The United Nations has been warned -- Syrian citizens are dying by the thousands, with the death toll in Syria rising by at least 1,000 in the past 10 days -- and more losing their lives in the daily bloodbath that comes with each clash between loyalist troops and opposition forces.
The figures reflect the deaths of those killed by government troops, according to U.N. Human Rights Commissioner Navi Pillay, who said more than 5,000 have died since the uprising against President Bashar al-Assad began in March. At the beginning of the month, the U.N. had estimated the death toll was 4,000.
At least 300 of the dead are children, Pillay told the U.N. Security Council in a report Tuesday.
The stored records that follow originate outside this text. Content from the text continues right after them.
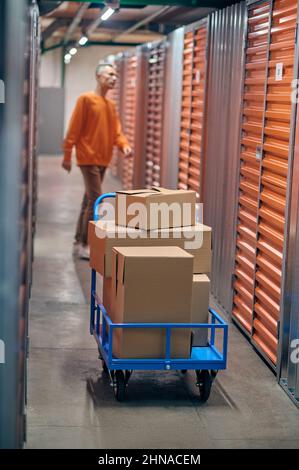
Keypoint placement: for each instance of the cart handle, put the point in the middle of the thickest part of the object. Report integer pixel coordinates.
(166, 325)
(98, 202)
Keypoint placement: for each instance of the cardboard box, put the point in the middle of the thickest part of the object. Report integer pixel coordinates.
(151, 285)
(200, 308)
(156, 208)
(103, 236)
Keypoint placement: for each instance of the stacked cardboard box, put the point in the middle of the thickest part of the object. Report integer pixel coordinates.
(153, 270)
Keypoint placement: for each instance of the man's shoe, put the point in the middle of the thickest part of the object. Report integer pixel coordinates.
(84, 252)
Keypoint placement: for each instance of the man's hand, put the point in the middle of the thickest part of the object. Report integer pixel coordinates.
(127, 151)
(67, 166)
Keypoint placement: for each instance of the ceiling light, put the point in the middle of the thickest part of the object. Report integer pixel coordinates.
(107, 14)
(83, 40)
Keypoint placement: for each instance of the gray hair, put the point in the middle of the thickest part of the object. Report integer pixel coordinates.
(101, 66)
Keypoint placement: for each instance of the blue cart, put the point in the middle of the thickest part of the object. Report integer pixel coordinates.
(205, 361)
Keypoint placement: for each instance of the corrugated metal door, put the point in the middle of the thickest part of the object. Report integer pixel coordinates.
(193, 108)
(264, 156)
(129, 115)
(251, 141)
(154, 129)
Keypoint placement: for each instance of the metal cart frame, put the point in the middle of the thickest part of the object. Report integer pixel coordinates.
(206, 361)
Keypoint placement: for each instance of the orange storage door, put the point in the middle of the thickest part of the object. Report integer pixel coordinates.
(265, 149)
(154, 129)
(115, 96)
(186, 111)
(193, 106)
(251, 142)
(129, 117)
(274, 170)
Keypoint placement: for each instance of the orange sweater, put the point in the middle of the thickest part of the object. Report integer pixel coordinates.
(94, 129)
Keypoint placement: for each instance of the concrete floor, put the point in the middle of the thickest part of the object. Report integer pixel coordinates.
(70, 402)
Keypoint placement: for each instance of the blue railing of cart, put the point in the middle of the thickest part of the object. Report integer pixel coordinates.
(208, 357)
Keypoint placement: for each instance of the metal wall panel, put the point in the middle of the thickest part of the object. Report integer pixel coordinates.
(227, 34)
(273, 180)
(288, 374)
(18, 196)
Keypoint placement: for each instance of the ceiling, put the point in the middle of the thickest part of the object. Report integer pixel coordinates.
(61, 23)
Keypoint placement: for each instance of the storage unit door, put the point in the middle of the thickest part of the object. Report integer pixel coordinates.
(155, 102)
(193, 109)
(251, 142)
(265, 149)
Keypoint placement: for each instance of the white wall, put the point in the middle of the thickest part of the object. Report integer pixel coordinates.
(50, 70)
(80, 73)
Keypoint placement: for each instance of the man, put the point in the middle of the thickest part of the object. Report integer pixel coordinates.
(94, 129)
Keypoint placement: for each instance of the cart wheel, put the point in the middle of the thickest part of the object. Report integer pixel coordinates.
(119, 385)
(204, 383)
(105, 368)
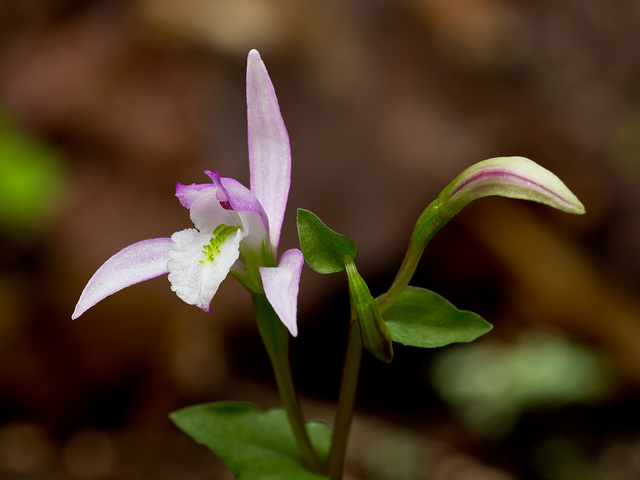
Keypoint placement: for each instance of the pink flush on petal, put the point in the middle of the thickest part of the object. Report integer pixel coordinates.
(269, 149)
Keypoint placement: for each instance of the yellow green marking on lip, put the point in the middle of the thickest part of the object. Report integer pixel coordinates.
(220, 235)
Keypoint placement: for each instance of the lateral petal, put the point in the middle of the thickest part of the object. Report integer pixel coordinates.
(133, 264)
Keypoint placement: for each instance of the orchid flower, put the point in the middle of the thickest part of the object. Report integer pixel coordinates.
(236, 230)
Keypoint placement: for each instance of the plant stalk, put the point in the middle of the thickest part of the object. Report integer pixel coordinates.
(346, 401)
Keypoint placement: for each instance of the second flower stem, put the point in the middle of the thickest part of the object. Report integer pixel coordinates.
(346, 401)
(276, 340)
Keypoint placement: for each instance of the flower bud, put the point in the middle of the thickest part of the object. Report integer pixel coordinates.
(514, 177)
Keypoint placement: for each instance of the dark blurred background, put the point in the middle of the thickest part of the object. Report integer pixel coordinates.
(104, 105)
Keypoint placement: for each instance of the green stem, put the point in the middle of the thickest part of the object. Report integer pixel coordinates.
(276, 340)
(346, 401)
(431, 220)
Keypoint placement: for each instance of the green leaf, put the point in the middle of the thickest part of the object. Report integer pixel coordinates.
(255, 445)
(422, 318)
(323, 248)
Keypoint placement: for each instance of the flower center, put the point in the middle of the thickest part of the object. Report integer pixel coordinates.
(220, 235)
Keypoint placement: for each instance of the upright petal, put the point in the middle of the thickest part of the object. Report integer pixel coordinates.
(269, 149)
(134, 264)
(281, 285)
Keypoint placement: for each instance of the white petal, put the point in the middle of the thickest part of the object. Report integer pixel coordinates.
(196, 282)
(281, 285)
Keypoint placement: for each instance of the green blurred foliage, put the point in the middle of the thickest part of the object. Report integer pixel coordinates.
(491, 385)
(32, 181)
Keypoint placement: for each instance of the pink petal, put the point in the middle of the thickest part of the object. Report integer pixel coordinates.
(134, 264)
(269, 150)
(281, 286)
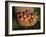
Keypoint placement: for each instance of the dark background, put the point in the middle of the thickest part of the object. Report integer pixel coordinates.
(16, 26)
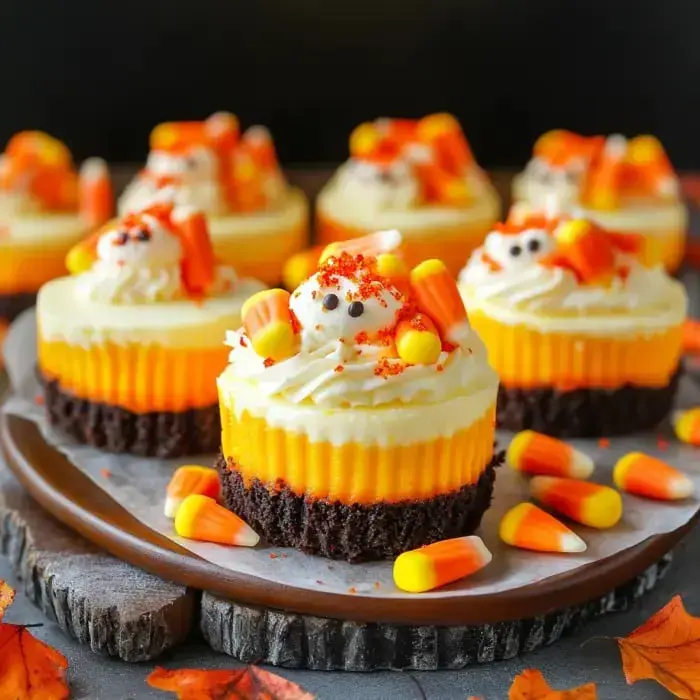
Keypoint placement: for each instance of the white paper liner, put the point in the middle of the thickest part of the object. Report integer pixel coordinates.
(139, 486)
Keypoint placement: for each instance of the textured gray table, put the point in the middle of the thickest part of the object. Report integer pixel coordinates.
(565, 664)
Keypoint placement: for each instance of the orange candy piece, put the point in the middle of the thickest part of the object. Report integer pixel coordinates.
(647, 476)
(268, 323)
(528, 527)
(589, 504)
(441, 563)
(686, 425)
(202, 518)
(188, 480)
(535, 453)
(417, 341)
(438, 296)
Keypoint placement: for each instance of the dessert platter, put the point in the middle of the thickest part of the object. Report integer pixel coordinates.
(398, 462)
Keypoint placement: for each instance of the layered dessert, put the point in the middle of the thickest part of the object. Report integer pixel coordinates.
(418, 176)
(256, 219)
(358, 411)
(130, 344)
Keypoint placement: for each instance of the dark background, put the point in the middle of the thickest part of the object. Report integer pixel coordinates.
(99, 74)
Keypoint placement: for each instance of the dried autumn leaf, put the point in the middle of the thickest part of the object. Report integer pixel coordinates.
(531, 685)
(666, 649)
(251, 683)
(30, 669)
(7, 596)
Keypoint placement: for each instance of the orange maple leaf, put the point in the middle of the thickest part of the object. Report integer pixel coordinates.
(666, 648)
(251, 683)
(531, 685)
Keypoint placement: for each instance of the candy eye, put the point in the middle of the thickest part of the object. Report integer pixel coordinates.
(356, 309)
(330, 302)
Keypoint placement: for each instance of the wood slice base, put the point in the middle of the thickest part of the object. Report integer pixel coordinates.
(289, 640)
(111, 606)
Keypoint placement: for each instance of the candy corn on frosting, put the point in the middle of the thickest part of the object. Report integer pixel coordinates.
(625, 185)
(130, 344)
(46, 206)
(256, 219)
(358, 410)
(586, 339)
(418, 176)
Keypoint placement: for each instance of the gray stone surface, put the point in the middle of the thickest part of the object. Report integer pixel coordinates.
(116, 610)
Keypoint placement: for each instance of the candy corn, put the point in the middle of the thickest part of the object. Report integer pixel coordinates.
(198, 265)
(417, 341)
(438, 296)
(268, 324)
(687, 426)
(535, 453)
(528, 527)
(439, 564)
(300, 266)
(96, 198)
(643, 475)
(371, 245)
(202, 518)
(190, 480)
(589, 504)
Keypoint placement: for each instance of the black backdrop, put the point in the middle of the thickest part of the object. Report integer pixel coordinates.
(100, 73)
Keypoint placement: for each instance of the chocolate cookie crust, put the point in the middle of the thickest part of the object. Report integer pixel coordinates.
(12, 305)
(156, 434)
(585, 412)
(354, 532)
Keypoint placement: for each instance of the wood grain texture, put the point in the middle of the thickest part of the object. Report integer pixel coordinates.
(256, 635)
(107, 604)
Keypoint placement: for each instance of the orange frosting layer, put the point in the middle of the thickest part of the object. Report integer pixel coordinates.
(452, 244)
(353, 472)
(528, 358)
(139, 379)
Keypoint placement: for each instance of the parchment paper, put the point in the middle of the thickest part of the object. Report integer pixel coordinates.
(139, 486)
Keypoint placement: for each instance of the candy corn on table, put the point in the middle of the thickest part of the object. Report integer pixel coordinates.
(512, 621)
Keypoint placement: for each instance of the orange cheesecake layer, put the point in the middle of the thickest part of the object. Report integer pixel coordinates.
(139, 379)
(256, 255)
(452, 244)
(527, 358)
(353, 472)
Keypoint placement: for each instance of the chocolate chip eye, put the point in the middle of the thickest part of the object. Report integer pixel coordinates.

She called on the U.N. to refer Assad to the International Criminal Court at The Hague.
A similar process was followed in the case of former Libyan dictator Muammar Qaddafi, although the strongman never reached the court, having later been executed by rebel forces as soon as he was captured.
At least 14,000 anti-government protesters and their family members have been jailed, Pillay reported, and many of those were tortured. Some 12,400 have fled the country.
Among the dead are unarmed civilians, defectors from the Syrian army, and regular army soldiers who were killed for refusing to obey orders to shoot protesters.
Syrian government troops opened fire on a car traveling near the village of Khattab in the central Hama province at dawn on Wednesday, killing all five passengers, human rights groups told the Associated Press. It was not clear why that particular car was targeted. Heavy gunfire was also reported in the village of Hirak in the southern province of Dara'a. At least 38 people were killed on Tuesday, mostly in the northwestern region of the country.
Government spokesmen have claimed that more than 1,100 Syrian Army troops have also died in the clashes.
"Independent, credible and corroborated accounts demonstrate that these abuses have taken place as part of a widespread and systematic attack on civilians," Pillay reported. Activists and various human rights organizations claim the figures are actually even higher.